Totally preposterous right?
Wrong. The scheme has been a resounding success. In an article by Huffington Post, they have cited it as one of the pivotal reasons for the stratospheric success of Netflix and quoted senior analyst Sam Stern from Forrester Research on the matter, “If you trust and empower people and give them a chance to rise to the higher expectations, the vast majority of people are able to do it.”
Netflix is always eager to extol the virtues of their stratagem but are equally keen to add that it only works because it hires ‘fully formed adults’. The company then simply treats them as such by offering almost unlimited freedom to ‘take risks and innovate’ without being constrained by complex layers of process.

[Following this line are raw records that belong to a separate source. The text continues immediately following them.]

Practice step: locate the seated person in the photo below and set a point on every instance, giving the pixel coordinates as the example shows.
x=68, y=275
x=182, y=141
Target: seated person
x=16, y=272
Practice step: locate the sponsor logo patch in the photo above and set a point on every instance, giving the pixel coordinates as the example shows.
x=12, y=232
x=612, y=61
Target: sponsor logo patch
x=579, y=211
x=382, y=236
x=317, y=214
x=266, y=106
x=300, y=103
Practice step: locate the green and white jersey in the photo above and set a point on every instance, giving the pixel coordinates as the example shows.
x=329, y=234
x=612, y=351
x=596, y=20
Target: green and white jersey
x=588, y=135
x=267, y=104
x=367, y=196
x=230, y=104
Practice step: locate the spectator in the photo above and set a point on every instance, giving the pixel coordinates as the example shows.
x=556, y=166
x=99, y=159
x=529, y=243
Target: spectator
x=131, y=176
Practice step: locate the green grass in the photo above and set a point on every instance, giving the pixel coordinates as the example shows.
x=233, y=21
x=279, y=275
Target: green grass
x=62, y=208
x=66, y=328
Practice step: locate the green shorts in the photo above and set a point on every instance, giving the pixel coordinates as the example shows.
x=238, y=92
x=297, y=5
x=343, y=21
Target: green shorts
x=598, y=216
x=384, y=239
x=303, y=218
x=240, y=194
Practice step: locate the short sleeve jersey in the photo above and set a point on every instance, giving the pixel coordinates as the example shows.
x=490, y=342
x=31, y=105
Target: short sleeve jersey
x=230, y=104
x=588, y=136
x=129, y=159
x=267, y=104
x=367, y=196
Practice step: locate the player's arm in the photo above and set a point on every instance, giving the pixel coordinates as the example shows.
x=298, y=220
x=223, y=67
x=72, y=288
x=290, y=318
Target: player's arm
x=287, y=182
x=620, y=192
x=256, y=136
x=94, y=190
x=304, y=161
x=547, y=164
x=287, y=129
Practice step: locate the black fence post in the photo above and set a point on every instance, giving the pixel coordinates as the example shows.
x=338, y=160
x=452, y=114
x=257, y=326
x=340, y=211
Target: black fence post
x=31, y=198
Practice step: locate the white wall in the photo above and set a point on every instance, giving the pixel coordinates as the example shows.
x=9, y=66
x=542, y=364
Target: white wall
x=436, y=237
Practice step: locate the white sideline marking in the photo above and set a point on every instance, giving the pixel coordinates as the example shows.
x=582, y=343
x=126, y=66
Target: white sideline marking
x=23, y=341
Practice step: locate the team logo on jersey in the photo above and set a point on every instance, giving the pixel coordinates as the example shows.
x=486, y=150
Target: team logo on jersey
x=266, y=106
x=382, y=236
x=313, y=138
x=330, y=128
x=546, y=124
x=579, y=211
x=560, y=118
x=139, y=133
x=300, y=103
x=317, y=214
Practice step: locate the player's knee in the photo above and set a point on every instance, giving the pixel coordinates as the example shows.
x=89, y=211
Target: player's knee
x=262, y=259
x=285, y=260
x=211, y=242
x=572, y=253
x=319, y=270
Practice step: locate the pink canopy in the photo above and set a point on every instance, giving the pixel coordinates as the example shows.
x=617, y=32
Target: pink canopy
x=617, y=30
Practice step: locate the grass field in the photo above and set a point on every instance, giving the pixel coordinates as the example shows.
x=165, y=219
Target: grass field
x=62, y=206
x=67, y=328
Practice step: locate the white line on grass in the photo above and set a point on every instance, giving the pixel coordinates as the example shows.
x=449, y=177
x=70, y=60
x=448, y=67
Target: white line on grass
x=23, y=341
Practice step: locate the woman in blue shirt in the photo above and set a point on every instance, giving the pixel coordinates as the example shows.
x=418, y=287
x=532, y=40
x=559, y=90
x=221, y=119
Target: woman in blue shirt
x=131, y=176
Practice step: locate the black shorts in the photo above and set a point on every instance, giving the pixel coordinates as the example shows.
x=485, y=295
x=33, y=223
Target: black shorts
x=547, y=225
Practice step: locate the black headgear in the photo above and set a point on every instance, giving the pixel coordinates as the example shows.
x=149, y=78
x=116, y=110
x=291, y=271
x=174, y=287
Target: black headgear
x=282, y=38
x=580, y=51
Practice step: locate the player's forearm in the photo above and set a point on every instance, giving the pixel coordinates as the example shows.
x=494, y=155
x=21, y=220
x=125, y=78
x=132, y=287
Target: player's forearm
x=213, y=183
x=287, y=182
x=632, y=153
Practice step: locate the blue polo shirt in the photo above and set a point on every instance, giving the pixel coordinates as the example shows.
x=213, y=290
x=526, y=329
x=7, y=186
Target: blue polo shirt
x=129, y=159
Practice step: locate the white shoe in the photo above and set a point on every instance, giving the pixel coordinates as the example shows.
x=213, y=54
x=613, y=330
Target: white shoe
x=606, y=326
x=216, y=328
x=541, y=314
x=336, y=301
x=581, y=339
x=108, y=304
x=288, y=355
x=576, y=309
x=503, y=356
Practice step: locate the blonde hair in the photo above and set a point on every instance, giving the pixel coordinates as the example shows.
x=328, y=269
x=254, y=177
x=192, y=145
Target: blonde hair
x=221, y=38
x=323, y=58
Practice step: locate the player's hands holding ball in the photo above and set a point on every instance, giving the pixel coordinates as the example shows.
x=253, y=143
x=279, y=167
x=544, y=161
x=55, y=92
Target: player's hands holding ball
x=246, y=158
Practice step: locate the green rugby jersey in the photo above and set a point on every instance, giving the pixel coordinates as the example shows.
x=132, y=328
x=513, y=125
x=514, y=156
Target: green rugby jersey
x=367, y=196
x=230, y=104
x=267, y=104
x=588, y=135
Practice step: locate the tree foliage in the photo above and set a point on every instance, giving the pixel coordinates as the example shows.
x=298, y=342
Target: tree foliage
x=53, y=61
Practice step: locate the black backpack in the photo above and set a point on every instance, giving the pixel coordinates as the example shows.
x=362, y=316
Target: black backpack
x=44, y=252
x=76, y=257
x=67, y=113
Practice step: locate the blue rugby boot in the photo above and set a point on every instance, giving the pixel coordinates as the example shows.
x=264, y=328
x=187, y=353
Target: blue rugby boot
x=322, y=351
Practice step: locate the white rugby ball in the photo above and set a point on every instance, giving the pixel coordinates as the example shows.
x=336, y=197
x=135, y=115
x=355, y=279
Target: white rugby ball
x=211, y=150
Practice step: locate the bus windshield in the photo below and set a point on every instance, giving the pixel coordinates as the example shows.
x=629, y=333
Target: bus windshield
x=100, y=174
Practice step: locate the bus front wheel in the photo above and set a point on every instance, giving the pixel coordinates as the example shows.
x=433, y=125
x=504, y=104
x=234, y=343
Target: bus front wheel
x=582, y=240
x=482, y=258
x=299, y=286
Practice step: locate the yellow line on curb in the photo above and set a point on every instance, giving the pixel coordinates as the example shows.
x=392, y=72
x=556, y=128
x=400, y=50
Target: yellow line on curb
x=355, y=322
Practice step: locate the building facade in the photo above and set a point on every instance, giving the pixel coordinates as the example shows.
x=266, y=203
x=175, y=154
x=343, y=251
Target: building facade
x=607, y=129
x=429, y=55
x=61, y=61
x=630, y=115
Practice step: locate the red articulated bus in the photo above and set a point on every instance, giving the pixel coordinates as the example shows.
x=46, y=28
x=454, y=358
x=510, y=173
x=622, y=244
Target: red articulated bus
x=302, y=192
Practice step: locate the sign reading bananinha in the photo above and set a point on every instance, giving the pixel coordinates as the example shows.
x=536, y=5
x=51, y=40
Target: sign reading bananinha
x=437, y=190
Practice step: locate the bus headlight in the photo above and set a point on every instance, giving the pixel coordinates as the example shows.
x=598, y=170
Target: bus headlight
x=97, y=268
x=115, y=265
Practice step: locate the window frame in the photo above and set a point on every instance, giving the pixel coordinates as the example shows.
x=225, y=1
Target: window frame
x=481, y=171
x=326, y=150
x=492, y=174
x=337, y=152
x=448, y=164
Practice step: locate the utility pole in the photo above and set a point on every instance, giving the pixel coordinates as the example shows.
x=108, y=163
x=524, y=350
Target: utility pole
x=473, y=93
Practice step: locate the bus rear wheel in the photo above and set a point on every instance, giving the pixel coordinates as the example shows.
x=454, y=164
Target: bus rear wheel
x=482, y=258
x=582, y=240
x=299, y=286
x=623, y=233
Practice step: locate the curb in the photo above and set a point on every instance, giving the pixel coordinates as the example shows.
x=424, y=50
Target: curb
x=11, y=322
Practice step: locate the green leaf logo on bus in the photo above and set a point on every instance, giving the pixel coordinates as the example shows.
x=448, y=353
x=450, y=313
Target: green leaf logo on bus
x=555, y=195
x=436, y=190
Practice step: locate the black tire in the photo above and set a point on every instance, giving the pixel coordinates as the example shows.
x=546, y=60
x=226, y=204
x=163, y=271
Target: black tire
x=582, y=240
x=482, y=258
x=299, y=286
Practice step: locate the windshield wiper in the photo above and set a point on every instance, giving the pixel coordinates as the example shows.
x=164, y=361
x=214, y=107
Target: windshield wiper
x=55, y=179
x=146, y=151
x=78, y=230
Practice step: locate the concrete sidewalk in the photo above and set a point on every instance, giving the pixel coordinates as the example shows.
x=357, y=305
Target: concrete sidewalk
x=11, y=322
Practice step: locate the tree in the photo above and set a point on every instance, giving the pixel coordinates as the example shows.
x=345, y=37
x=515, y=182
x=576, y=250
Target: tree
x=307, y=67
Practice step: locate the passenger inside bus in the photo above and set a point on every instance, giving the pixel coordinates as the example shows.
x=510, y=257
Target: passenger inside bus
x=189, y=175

But surely this maverick approach is just a one-off? Well actually, no it isn’t. Inspired by the innovative proposition, Sir Richard Branson introduced a very similar scheme for Virgin staff in 2012. According to Mr Branson, the less rigid attitude towards working hours has been enabled by increasingly sophisticated technology which effectively means people can work pretty much anytime and anywhere, “The Netflix initiative had been driven by a growing groundswell of employees asking about how their new technology-controlled time on the job (working at all kinds of hours at home and/or everywhere they receive a business text or email) could be reconciled with the company’s old-fashioned time-off policy.”

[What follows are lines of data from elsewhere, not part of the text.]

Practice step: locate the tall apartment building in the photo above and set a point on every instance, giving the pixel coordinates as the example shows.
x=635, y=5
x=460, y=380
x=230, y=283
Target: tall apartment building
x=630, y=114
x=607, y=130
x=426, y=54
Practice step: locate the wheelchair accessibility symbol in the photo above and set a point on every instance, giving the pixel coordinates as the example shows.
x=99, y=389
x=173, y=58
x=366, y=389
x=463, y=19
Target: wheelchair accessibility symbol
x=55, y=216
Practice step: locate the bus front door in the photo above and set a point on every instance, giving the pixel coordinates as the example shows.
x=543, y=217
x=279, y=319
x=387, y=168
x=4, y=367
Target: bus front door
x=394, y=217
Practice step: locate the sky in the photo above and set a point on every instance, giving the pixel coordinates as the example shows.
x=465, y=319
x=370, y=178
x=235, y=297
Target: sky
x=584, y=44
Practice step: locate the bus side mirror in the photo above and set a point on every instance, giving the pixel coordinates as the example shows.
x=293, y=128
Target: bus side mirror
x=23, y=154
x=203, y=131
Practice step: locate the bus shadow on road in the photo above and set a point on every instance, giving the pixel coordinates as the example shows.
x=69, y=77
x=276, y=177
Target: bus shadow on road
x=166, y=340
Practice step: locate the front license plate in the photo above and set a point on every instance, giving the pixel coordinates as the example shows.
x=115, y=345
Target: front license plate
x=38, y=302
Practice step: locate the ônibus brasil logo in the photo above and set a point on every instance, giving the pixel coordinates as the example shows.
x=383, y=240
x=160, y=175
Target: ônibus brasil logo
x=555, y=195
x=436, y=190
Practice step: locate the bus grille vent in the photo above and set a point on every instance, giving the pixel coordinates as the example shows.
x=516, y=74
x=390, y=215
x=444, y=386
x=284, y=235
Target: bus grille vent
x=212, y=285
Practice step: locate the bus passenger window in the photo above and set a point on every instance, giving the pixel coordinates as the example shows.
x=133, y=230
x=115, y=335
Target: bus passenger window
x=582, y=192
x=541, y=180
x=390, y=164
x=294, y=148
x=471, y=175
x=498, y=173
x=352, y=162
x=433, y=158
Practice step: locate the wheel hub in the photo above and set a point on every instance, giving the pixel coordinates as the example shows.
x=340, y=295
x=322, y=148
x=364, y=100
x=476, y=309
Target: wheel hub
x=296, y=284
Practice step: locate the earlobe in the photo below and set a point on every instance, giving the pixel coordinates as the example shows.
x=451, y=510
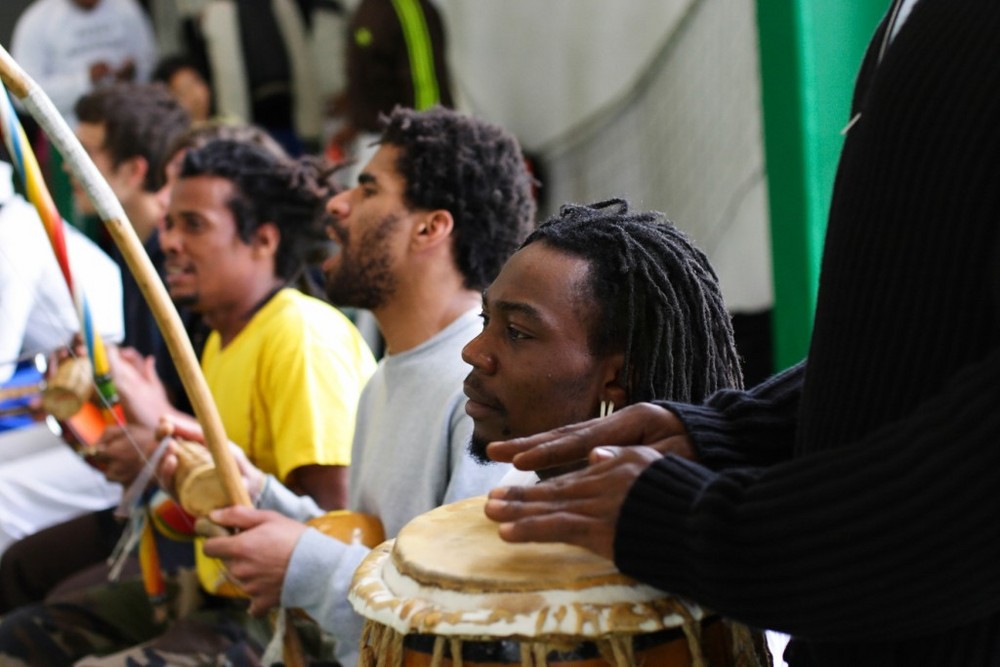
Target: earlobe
x=614, y=391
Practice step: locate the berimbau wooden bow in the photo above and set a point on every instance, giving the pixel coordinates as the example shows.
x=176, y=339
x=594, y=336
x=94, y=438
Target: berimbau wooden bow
x=38, y=104
x=113, y=216
x=23, y=158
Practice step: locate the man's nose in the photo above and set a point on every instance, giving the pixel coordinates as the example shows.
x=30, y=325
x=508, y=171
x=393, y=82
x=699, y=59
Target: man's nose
x=476, y=354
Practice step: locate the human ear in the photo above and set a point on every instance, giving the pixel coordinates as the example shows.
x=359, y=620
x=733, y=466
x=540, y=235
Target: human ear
x=614, y=390
x=434, y=228
x=266, y=239
x=133, y=171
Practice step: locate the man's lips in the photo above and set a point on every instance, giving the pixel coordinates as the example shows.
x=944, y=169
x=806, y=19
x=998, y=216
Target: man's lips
x=480, y=405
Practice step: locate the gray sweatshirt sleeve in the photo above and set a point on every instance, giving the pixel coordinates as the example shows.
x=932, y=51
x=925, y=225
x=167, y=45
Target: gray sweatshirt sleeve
x=279, y=498
x=317, y=581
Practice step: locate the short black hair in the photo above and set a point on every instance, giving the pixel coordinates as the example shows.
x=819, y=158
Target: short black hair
x=657, y=298
x=474, y=170
x=170, y=65
x=140, y=120
x=268, y=188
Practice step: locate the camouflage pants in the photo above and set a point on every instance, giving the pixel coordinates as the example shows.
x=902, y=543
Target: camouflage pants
x=112, y=624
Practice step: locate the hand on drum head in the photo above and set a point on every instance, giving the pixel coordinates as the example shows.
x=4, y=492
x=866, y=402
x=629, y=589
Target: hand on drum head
x=578, y=508
x=640, y=424
x=258, y=556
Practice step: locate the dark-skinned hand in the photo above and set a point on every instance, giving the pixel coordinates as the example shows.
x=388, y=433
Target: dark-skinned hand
x=578, y=508
x=640, y=424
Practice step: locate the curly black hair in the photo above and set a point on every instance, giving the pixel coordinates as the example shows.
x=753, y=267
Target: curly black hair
x=268, y=187
x=474, y=170
x=140, y=120
x=658, y=300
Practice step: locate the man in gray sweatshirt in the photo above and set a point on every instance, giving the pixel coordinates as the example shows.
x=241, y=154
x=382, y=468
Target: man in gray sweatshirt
x=435, y=214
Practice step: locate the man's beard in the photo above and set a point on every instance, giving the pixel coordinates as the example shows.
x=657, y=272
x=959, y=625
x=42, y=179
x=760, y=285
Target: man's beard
x=477, y=448
x=365, y=280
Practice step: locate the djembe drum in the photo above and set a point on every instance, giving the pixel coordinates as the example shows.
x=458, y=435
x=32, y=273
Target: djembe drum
x=448, y=591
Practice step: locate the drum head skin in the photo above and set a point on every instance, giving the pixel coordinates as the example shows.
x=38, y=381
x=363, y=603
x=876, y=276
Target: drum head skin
x=449, y=573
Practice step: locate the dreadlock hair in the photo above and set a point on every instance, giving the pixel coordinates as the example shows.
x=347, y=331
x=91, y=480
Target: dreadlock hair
x=657, y=300
x=475, y=171
x=267, y=187
x=140, y=120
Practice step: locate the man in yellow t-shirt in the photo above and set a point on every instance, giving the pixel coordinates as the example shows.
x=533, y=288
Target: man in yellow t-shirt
x=285, y=369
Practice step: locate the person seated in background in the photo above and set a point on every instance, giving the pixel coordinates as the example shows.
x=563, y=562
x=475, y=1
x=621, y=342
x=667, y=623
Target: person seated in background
x=572, y=320
x=189, y=85
x=125, y=129
x=436, y=212
x=46, y=483
x=285, y=370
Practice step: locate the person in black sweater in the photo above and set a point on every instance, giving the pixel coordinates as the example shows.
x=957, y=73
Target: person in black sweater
x=850, y=500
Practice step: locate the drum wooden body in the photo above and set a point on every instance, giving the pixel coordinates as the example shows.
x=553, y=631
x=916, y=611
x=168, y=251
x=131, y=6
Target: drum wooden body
x=449, y=591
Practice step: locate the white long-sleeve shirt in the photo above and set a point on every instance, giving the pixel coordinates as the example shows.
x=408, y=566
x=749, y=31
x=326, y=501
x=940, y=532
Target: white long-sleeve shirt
x=56, y=42
x=36, y=311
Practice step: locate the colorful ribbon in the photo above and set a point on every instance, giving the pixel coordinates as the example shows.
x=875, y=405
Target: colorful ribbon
x=23, y=158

According to Mr Branson, the key to its success is a simple matter of quality versus quantity, “The focus should be on how much people get done rather than how much time they spend on it.”
So that’s it then. Every company should introduce flexible working for their employees and trust them not to abuse the privilege. Case closed, article over.

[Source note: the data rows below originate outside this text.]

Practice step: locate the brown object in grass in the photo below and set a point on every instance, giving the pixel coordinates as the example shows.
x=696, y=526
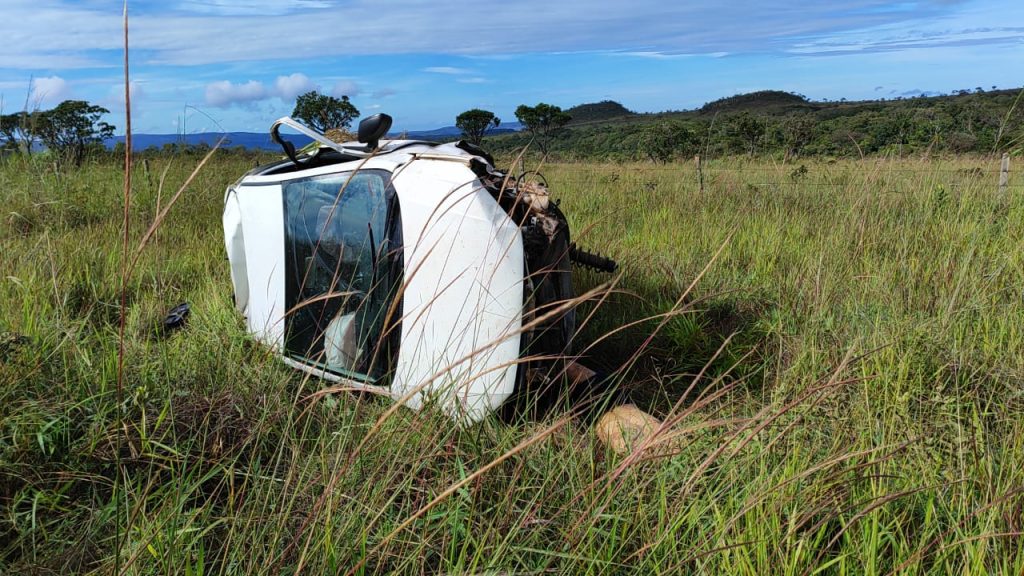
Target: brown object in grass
x=624, y=427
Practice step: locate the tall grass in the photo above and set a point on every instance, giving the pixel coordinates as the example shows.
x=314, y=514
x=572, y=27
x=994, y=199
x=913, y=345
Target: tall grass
x=843, y=391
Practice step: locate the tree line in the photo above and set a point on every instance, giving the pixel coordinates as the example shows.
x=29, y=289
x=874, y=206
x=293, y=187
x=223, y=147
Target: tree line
x=764, y=124
x=71, y=130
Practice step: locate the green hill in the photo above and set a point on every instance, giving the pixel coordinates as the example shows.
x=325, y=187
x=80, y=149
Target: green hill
x=597, y=112
x=784, y=124
x=765, y=101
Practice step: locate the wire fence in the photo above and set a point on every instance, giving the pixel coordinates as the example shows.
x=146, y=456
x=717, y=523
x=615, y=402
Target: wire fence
x=812, y=174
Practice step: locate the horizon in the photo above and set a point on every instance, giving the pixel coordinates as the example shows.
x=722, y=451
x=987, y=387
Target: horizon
x=189, y=73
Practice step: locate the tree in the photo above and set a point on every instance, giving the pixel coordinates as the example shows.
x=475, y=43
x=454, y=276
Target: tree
x=663, y=140
x=798, y=131
x=9, y=128
x=16, y=131
x=542, y=121
x=749, y=129
x=474, y=124
x=71, y=128
x=323, y=113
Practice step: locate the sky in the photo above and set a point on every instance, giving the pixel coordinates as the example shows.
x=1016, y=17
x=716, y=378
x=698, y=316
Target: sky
x=238, y=65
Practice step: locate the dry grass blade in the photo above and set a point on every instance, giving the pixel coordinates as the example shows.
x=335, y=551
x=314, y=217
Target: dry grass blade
x=455, y=487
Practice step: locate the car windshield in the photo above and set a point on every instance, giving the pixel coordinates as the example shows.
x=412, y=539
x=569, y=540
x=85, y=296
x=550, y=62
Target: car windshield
x=341, y=280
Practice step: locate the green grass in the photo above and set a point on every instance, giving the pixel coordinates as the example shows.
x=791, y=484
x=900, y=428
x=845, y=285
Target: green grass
x=856, y=353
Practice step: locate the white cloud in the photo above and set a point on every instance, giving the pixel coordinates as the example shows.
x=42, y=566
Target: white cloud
x=451, y=70
x=288, y=87
x=66, y=34
x=225, y=93
x=345, y=88
x=48, y=91
x=250, y=7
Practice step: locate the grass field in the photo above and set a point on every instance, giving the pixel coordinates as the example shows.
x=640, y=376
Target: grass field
x=846, y=383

Well, in the spirit of balance, maybe it’s not as clear cut as it first appears. There have been a few cases where a more ‘enlightened’ management approach to flexibility hasn’t always paid off. In 2013, Marissa Mayer, CEO at Yahoo!, made the startling decision to rescind their ‘work from home’ policy on the basis that it’s ‘not what’s right for Yahoo right now’. The message that was being telegraphed by Ms Mayer? Come in to the office where we can see what you are doing. Oh and you better look busy.
And, whilst the (supposedly) altruistic approach offered by Netflix provides some astounding incentives don’t be fooled into believing it’s just a haven for slackers. The Netflix culture is one that is driven solely by success. They don’t demand their proverbial ‘pound of flesh’ in terms of time spent working but they absolutely insist upon results. In fairness to Netflix, they make it abundantly clear what is required of their employees in their much vaunted Culture Deck, “Sustained B-level performance, despite ‘A for effort’, generates a generous severance package, with respect.”
Zero ambiguity there then. Hard working losers can leave.
So what do you think? Is the 9 to 5 really a thing of the past? Is the prospect of fully flexible working hours something that would appeal to you in your chosen industry? Is it just a cynical way of making you work harder but without the invisible barrier of time constraints? Or as Dolly herself might say, “It’s all right, but it’s all wrong“.